Solved. I was able to run sudo pkcon update and that fixed it. I can log in now but the desktop is rest to system defaults
I updates my distro, kde neon. The login screen changed and now it will not accept my password. I have checked caplocls, numlock, all that. It is the only password i set for it will not take it. I have no other usera on my pc so i cant just login as someone else.
What password is looking for, why is the password i used to login this morning not working?
Summary Distro kde neon Problem logon screen not accepting password
Never had that issue with Windows.
I will see myself out.
As in, you can type in the password but when you submit it, the login page says it’s the wrong password? Or as in you can’t get the password box to accept foucs? Or as in when it has focus and you press a key, it doesn’t add dots to the box indicating you’ve typed in a character.
The KDE Neon machine I have to use for work does the last of these. But I’ve got two monitors. My workaround is to go log in on the other monitor. And that works, somehow. Weird, and a bit of a pain, but it works for me.

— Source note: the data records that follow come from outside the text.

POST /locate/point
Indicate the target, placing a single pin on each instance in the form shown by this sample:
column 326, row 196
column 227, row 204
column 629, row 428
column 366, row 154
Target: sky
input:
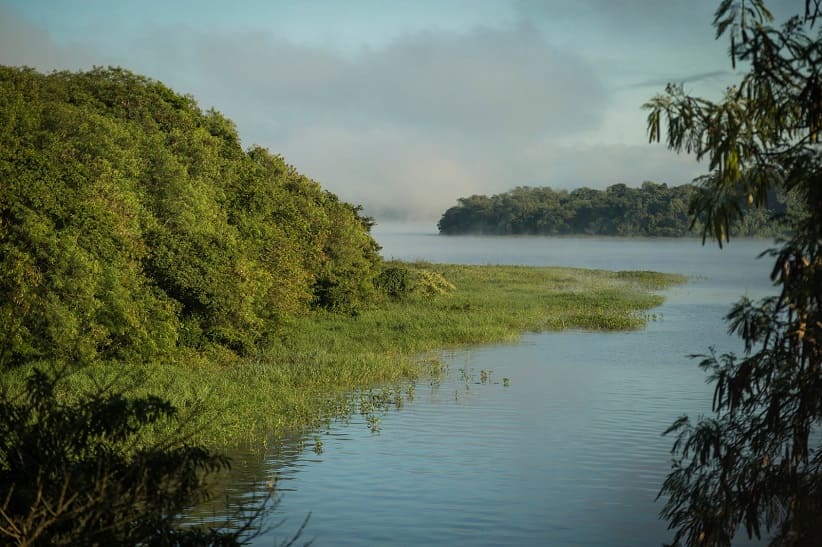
column 403, row 106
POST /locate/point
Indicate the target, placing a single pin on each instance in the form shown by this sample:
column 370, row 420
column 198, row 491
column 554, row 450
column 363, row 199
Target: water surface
column 568, row 453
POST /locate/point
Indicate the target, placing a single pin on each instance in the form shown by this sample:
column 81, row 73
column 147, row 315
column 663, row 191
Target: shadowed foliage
column 81, row 473
column 133, row 223
column 756, row 463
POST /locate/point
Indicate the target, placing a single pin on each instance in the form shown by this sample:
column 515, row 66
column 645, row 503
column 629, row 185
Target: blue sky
column 404, row 106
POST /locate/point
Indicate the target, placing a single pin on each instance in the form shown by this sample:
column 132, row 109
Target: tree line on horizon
column 652, row 210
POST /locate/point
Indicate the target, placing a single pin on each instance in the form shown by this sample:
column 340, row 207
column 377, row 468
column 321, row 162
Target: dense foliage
column 72, row 474
column 756, row 463
column 133, row 223
column 652, row 210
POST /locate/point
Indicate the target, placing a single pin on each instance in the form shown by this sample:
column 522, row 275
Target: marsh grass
column 306, row 375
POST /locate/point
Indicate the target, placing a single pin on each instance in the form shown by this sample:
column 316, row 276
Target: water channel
column 567, row 451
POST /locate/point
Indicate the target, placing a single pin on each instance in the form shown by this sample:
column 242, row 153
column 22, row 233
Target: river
column 560, row 445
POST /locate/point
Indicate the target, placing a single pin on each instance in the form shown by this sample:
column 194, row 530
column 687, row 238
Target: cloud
column 404, row 129
column 481, row 82
column 721, row 75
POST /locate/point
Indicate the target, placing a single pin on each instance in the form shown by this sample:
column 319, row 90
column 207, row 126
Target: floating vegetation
column 304, row 378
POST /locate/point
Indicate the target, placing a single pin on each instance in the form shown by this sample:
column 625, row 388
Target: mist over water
column 569, row 452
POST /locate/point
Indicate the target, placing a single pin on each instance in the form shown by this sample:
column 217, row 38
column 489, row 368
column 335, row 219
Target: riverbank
column 301, row 378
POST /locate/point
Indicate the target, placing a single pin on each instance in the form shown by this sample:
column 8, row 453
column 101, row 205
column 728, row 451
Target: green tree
column 83, row 473
column 756, row 462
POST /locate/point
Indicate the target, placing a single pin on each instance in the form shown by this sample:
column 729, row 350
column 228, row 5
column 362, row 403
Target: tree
column 83, row 472
column 756, row 462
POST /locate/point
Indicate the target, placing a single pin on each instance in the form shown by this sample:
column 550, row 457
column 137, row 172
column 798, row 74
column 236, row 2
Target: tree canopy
column 132, row 223
column 651, row 210
column 756, row 462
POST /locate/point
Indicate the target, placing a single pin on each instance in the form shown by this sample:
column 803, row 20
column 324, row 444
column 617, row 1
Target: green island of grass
column 305, row 377
column 144, row 251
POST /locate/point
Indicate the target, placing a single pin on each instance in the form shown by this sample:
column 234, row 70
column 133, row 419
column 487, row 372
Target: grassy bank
column 301, row 378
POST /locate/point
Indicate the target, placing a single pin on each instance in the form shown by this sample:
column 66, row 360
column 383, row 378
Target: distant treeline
column 651, row 210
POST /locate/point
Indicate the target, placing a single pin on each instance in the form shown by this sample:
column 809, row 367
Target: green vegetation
column 82, row 473
column 304, row 376
column 133, row 227
column 652, row 210
column 160, row 286
column 756, row 462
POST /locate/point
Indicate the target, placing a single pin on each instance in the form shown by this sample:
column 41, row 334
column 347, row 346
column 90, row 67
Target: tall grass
column 305, row 375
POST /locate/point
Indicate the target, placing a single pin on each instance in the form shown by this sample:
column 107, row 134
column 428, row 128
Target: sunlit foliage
column 756, row 463
column 133, row 223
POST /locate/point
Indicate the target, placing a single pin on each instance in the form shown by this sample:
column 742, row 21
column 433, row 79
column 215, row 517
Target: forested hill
column 132, row 222
column 651, row 210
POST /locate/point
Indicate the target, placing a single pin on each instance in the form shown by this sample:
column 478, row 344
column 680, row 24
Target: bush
column 76, row 473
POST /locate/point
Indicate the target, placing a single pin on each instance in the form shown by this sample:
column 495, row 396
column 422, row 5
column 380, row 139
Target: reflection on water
column 569, row 452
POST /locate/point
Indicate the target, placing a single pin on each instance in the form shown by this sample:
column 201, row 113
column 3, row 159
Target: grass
column 307, row 374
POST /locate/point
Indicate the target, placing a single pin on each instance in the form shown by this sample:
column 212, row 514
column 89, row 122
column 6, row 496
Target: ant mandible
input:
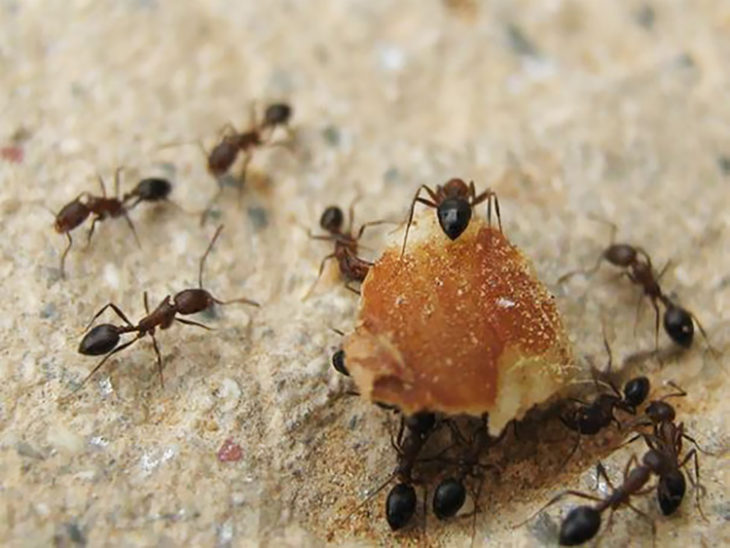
column 678, row 322
column 103, row 339
column 453, row 202
column 352, row 267
column 78, row 210
column 222, row 156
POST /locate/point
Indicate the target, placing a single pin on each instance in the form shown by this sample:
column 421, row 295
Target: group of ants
column 453, row 203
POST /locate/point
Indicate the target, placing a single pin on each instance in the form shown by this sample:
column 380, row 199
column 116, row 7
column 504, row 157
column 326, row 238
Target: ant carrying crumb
column 103, row 339
column 78, row 210
column 678, row 321
column 454, row 203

If you meant the first of these, it’s possible you’ve just entered the wrong password enough times that it locked you out for 10-ish minutes.
Ctrl+shift+f3 Then user name and sudo password
That changes the promt to username$.
Then i ran sudo pkcon update. Several people had this problem and all the others solutins uses comands I couldn’t understand but this one i did.
It worked*.
I can log in but my desktop settings are the default now. But atleast i lost no files.
It’s a shame you ignored the questions you were replying you. It could help someone see if they have the same problem to know if they should try your solution.
Which was ignored
As in, you can type in the password but when you submit it, the login page says it’s the wrong password? Or as in you can’t get the password box to accept focus? Or as in when it has focus and you press a key, it doesn’t add dots to the box indicating you’ve typed in a character?
Not accepting password can mean any of this, or something else. You said what you did to fix it but you didn’t say what was the actual problem you had.
Well, you might’ve entered the password incorrectly a few times, and then faiilock faillocked the account. Can be fixed by going to another tty (e.g. Ctrl+alt+f3), logging in as root and
faillock --reset --user your_username_here
. If that doesn’t help, that’s probably neon’s issue (mb they messed up pam stuff or something).On a side note, KDE neon is not exactly stable for daily driving, I’d suggest switching to another distro that’s not meant for testing recent KDE stuff
Yeah i woyld have entered right the second time. Numlock was off and it is a simple pass. The best i can tell is kde issued a buggy update to their de. Thats why the logon screen looked different and why issueing an update comand fixed it but reset my desktop settings.